Our introspection turns to thoughts of self improvement and the annual ritual of making resolutions start, and we feel ourselves in a vessel of self improvement which offers the tools for remaking ourselves. The beginning of a new year often feels like a fresh start, a great opportunity to eliminate bad habits and establish new routines that will help us grow psychologically, emotionally, socially, physically or intellectually. Of course, resolutions are much easier to make than to keep and by the end of January many of us have abandoned our resolve and settled back into our old patterns .A key element to a New Year resolution that sets it apart from other resolutions is that it is made in anticipation of the New Year, and new beginnings. The concept, regardless of creed is to reflect upon self improvement annually. You too can turn your New Year resolutions into reality, but it needs a little dedication and a will to do something different to emerge out like a winner.

Taking on too much is a common reason why so many New Year's Resolutions fail. Dramatically slashing calories, over-doing it at the gym or radically altering your normal behavior are sure-fire ways to derail your plans. Instead, focus on taking tiny steps that will ultimately help you reach your larger goal. While it may seem like a slow start, making small changes means it will be easier to stick to your new habits and you will reap the rewards in the long-term. If you are willing to do something different this year follow the P2MR rule and feel and experience the difference.

Planning is a crucial activity, for it designs the map that lays the ground work for the other functions required for accomplishing our goals. The plan itself specifies what should be done, by whom, where, when and how. The whole process of proper planning keeps us feel tracked for accomplishing our goals. Commit to an undoubted and realistic specific plan. Where and when are you going to do what you resolve to do? Committing to a specific plan to accomplish a goal not only makes it more likely to be done, but it also gets it off your mind so you can accomplish other things related to your goal. Remove all feelings of self-doubt and negative thoughts of 'how can I ever do this' . It's normal to feel fear, take that as par for the course and keep moving ahead.

Picture yourself carrying out your plan in you mind whenever possible. Research shows that imagined practice is almost as good as physical practice for training new skills and habits. Keeping resolutions is also about creating new habits. When you imagine carrying out the specific plans that you set, you’re more likely to carry them out with ease. Plan the strategies you are going to implement and celebrate the success of it in your mind always. Always remember that positive imagery works well in fulfilling our plans.

Monitor your progress. One of the simplest things you can do to meet your standards is to keep track of how well you’re doing. If you’re dieting, weigh yourself or record your caloric intake daily. Signs of failure will energize you to change. Signs of success will encourage you to keep on going.

Goals often compete and interfere with one another, but sometimes you can combine them also. If possible turn your resolution-related activities into social activities which will save you from having to sacrifice one goal for another. Connect with someone who shares your goal. Goals are contagious. If someone close to you is pursuing a goal, you’ll be more likely to pursue it, too.
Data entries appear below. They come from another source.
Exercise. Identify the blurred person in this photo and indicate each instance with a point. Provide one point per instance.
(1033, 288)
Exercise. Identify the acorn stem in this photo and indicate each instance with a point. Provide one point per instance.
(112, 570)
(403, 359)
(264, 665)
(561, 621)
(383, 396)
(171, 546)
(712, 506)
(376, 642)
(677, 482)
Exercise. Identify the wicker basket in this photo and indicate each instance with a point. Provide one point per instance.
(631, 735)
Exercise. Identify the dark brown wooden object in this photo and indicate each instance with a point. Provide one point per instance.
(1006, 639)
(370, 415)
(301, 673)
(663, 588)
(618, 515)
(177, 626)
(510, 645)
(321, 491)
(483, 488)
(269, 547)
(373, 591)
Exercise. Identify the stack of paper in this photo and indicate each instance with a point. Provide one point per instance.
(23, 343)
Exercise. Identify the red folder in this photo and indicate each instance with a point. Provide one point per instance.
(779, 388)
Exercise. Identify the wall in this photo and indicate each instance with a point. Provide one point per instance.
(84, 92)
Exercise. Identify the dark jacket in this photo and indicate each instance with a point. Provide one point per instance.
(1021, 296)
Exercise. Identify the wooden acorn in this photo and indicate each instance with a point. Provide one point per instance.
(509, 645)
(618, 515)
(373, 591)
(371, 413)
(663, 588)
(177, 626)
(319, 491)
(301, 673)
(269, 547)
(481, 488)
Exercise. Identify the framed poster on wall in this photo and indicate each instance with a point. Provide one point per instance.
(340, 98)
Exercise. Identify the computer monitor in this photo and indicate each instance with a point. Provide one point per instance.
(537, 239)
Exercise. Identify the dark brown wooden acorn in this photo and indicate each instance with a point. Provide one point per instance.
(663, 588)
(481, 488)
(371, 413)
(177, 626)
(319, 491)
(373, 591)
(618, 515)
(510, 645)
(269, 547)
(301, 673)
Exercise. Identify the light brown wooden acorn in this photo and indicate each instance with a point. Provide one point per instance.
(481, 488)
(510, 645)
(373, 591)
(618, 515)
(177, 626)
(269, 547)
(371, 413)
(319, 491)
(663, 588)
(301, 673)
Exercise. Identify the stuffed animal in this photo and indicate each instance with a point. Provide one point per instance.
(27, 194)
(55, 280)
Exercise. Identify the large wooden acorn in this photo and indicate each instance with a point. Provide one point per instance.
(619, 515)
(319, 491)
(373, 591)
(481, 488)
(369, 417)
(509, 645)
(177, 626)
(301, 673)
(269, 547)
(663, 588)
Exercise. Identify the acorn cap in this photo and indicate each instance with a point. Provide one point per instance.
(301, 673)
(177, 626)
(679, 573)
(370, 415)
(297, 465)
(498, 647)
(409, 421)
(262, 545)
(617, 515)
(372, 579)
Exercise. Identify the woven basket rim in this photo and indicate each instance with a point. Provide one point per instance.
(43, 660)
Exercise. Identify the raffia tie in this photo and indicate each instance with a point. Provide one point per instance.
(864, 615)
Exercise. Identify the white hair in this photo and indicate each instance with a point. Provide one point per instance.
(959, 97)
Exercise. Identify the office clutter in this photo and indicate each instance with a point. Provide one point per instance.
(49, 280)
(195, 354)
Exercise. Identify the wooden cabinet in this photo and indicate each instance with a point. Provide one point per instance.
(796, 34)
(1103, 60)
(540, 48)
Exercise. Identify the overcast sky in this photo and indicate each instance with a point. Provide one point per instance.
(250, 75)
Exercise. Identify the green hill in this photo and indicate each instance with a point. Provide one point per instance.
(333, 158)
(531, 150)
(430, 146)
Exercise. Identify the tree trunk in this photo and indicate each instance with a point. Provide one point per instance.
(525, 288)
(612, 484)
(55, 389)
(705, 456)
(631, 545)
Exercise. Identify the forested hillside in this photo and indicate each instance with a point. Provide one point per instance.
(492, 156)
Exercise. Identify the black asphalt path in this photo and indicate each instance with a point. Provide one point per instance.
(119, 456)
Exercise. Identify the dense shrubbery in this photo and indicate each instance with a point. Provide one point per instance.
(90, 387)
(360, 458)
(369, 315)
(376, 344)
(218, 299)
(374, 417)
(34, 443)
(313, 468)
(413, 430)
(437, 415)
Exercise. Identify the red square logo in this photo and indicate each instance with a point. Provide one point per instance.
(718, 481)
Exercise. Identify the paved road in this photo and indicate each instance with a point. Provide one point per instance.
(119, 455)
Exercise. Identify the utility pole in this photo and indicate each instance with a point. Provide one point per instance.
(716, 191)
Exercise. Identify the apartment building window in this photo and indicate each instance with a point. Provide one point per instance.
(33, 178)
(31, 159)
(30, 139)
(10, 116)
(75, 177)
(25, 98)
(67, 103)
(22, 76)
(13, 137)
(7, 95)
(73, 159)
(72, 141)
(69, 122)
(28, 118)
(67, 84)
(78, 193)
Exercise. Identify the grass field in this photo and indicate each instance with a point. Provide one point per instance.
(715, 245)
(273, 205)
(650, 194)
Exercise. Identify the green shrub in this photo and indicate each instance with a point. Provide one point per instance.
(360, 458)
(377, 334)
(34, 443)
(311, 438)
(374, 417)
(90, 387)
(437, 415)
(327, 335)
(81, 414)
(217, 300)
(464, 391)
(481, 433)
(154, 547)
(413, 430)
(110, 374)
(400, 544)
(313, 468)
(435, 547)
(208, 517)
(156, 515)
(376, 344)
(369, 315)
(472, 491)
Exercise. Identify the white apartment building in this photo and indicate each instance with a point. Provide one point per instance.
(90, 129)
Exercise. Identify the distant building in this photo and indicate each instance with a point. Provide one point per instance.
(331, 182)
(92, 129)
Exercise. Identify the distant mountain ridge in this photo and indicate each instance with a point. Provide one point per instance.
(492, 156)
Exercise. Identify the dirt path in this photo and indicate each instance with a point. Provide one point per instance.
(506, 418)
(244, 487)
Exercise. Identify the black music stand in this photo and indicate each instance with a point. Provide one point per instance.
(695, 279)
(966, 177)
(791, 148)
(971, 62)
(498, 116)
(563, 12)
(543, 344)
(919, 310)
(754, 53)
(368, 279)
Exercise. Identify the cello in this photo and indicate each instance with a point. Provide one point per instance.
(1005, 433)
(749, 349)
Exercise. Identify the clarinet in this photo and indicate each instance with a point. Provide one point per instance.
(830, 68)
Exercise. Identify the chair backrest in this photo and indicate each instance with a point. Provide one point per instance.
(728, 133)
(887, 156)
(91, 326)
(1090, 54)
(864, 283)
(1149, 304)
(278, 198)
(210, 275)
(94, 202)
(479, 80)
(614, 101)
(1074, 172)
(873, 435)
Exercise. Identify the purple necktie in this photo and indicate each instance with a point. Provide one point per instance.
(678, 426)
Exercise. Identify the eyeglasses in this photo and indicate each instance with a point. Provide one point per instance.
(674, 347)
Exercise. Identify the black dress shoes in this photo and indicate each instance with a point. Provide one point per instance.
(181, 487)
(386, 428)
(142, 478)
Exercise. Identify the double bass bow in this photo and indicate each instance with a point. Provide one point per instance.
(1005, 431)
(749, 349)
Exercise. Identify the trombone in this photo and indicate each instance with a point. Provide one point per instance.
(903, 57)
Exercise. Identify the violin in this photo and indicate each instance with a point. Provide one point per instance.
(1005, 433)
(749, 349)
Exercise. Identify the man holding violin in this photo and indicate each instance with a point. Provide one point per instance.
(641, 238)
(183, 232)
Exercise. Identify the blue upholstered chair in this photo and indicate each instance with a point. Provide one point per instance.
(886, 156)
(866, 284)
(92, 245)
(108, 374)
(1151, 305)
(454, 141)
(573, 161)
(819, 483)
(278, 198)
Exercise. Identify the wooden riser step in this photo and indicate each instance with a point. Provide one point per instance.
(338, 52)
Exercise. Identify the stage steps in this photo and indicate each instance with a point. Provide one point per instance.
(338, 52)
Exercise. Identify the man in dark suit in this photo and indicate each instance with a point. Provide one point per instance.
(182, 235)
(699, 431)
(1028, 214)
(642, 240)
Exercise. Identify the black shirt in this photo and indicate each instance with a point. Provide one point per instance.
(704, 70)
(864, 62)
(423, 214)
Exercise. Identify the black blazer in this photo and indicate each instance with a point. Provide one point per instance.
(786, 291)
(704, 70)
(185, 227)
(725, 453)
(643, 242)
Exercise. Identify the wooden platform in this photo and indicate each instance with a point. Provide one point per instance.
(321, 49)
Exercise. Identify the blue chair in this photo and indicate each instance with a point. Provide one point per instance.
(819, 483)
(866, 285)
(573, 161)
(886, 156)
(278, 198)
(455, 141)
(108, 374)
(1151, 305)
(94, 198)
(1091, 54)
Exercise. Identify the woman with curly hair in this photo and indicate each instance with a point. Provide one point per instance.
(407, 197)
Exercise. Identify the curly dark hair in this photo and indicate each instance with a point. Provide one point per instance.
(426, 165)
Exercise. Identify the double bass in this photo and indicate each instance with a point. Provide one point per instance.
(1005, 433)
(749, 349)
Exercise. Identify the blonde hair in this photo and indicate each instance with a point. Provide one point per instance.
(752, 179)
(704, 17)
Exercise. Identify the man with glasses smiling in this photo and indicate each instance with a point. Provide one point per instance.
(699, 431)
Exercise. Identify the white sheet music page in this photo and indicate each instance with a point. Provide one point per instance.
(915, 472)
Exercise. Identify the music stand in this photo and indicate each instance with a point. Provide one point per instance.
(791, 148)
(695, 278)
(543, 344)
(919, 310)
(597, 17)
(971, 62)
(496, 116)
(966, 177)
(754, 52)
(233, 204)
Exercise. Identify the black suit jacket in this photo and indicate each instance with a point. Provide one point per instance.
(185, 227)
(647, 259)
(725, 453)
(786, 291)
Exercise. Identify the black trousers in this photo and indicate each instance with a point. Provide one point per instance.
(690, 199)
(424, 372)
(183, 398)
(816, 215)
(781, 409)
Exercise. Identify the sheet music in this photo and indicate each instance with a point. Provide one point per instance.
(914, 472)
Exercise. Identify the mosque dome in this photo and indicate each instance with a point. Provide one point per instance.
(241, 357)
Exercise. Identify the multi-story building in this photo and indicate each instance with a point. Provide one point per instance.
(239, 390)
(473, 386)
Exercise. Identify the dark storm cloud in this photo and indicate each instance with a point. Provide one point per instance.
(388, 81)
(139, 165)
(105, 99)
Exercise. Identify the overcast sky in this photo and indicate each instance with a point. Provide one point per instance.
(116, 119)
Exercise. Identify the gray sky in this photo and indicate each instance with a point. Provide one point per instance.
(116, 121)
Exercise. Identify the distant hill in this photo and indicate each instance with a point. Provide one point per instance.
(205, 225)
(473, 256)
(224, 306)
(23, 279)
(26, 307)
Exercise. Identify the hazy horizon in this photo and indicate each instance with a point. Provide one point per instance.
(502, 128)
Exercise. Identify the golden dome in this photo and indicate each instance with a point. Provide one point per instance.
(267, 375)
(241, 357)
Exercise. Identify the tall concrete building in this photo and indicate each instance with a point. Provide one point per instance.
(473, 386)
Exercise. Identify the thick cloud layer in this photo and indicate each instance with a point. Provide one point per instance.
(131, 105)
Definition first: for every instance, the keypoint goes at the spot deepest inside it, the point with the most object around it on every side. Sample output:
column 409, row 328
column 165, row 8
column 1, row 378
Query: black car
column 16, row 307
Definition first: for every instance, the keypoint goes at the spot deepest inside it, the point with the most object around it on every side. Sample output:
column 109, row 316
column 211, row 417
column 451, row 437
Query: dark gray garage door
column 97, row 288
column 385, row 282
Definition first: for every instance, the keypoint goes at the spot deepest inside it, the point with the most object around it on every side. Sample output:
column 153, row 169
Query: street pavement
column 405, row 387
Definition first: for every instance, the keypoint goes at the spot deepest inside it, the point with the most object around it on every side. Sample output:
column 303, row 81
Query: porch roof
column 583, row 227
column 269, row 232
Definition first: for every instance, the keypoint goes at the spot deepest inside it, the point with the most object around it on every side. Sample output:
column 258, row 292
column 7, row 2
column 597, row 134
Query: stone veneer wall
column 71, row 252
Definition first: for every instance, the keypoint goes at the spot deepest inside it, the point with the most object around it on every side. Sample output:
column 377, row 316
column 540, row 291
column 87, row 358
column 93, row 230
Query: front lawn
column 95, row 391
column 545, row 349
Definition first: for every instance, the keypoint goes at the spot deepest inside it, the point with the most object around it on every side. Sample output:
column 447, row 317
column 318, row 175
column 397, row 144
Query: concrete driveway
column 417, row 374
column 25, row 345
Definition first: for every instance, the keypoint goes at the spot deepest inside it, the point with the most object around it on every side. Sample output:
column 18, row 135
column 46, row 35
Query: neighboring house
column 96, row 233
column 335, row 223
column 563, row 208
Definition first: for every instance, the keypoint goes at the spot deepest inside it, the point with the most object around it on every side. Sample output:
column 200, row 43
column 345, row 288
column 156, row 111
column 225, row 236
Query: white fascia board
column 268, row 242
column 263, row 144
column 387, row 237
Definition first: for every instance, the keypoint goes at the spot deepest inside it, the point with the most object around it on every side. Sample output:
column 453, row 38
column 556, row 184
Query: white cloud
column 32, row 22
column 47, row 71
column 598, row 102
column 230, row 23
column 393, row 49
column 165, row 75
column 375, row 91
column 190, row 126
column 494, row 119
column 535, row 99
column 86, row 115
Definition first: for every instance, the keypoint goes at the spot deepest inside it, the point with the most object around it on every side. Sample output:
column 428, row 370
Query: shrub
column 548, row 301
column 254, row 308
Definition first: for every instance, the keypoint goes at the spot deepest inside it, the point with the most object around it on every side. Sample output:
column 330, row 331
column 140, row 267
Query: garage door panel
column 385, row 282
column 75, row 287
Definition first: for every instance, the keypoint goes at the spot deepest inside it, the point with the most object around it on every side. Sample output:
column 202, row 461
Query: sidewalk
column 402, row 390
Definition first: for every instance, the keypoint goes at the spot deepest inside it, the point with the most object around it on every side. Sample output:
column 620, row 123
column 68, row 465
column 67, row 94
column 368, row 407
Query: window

Create a routine and stick to it. A routine is a series of habits. If you've got a good routine set up--say a morning routine of breakfast-exercise-shower-dress-commute, you've freed yourself from a lot of small decisions that could slow you down or capture valuable brain space that you'd prefer to use for something else. Every time you engage in a behavior, you make it easier to enact it again later. Do a goal-related activity at the same time and in the same place every day or weekly, and eventually the behavior will become habit. So routines are great! Until  they're not. The disadvantages of an unhealthy routine are obvious. But even good, healthy routines can drag us down if we don't break them and re-form them from time to time.

What's helpful about the ritual of New Year's resolutions is that we have a specific time of year to reconsider our habits and routines and make a conscious change. Still, any time is a good time to re-evaluate your routines when they begin to smell a bit stale. We roll our eyes at people’s resolutions because we often see them fail but, research shows that small changes in how people think about and manage their goals can make all the difference. If you are truly committed for achieving your new year's resolution you will forget about calling it a new year’s resolution! It needs to be a constant living resolution that you are committed for achieving. This living resolution does not fade after January finishes, because it is alive and takes much more than a yearly review to survive. Be unusual this year and make your new year's resolution a living resolution that remains a part of your life for longer than January.